The show also has a really cool mix of fairytale and mad scientist-grade sci-fi. The local Evil Medical Lab of Evil is doing all sorts of sketchy things up in their sinister tower, all while werewolves and fortune tellers and dead bodies are crawling around in the woods. Because why just have one? If anything, Hemlock Grove goes with the mantra of “more is more.”

And my two favorite things:

1: Best werewolf transformation I’ve ever seen in a movie or tv show. And I’ve seen a few (don’t judge). There were some squicky bits, but then a REAL WOLF APPEARED. THANK YOU. I don’t need a CGI frankenwolf to show up and ruin the party! GIVE ME A REAL WOLF.

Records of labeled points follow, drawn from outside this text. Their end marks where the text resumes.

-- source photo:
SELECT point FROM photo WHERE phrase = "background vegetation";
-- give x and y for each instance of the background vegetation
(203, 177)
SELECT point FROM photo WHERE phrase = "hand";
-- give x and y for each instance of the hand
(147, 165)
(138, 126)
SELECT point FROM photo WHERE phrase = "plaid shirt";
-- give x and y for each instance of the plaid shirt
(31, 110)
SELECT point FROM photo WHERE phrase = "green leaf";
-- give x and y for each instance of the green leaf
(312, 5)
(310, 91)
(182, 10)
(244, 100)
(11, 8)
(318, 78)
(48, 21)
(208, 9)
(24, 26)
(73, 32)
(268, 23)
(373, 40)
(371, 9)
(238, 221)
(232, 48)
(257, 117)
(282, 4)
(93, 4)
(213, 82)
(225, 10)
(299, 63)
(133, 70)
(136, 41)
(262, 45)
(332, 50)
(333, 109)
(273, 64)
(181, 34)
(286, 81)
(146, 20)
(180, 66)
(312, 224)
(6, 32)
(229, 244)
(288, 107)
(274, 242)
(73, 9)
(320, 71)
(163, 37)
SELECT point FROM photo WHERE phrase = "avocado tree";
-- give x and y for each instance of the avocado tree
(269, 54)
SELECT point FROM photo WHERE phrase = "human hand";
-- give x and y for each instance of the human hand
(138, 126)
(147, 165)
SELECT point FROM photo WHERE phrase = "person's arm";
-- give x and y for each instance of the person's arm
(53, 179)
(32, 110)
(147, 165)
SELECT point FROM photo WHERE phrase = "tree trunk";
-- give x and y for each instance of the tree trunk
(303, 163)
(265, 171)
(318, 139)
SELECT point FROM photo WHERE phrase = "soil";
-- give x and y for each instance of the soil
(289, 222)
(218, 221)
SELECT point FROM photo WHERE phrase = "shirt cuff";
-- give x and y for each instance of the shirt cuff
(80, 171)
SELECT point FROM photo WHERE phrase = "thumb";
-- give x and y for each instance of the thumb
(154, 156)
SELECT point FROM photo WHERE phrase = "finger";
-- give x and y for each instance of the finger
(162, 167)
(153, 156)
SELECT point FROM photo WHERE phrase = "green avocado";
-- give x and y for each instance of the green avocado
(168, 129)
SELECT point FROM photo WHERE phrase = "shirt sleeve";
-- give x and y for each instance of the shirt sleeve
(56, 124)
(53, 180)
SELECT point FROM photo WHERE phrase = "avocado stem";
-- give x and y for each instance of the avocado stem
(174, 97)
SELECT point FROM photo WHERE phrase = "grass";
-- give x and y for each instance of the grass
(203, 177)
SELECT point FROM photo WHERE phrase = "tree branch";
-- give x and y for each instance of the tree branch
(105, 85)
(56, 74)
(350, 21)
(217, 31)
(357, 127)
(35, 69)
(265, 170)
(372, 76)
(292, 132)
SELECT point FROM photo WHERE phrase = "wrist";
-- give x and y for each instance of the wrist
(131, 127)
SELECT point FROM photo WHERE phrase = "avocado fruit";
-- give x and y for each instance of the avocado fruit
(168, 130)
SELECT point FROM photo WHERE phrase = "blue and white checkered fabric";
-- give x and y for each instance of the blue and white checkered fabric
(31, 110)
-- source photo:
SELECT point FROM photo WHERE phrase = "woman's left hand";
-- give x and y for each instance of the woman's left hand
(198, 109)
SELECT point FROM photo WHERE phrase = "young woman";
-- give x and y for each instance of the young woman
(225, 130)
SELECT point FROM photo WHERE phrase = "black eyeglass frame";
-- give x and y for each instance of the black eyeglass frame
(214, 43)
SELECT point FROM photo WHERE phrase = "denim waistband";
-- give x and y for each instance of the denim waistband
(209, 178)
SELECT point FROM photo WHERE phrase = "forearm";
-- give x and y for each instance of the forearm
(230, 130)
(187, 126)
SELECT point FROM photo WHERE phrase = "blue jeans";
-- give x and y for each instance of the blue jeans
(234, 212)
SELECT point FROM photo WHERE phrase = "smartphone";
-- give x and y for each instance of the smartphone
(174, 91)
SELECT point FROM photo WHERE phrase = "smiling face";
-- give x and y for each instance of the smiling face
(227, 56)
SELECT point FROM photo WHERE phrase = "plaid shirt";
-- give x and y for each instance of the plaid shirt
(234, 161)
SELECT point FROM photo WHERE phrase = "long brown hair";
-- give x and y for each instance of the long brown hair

2: Shelley Godfrey, Roman’s little sister and the mysterious Godfrey Institute experiment gone a little strange. I wish she had her own show, which is saying something, since she can’t speak. She carries her phone on a chain around her neck with a little pen to let it speak for her, but I love her.

But all of this aside, I give you one piece of advice: skip the last episode. It is a full-course, Chinese buffet style of WTF. There’s so much going on, and for some reason there’s a tray of enchiladas in between the General Tso’s and the Sweet and Sour Shrimp, and you’re really just better off staying away. Just…don’t. It doesn’t answer ANY questions, it takes itself far too seriously, and it left a terrible taste in my mouth.

Have y’all seen this show? What did you think?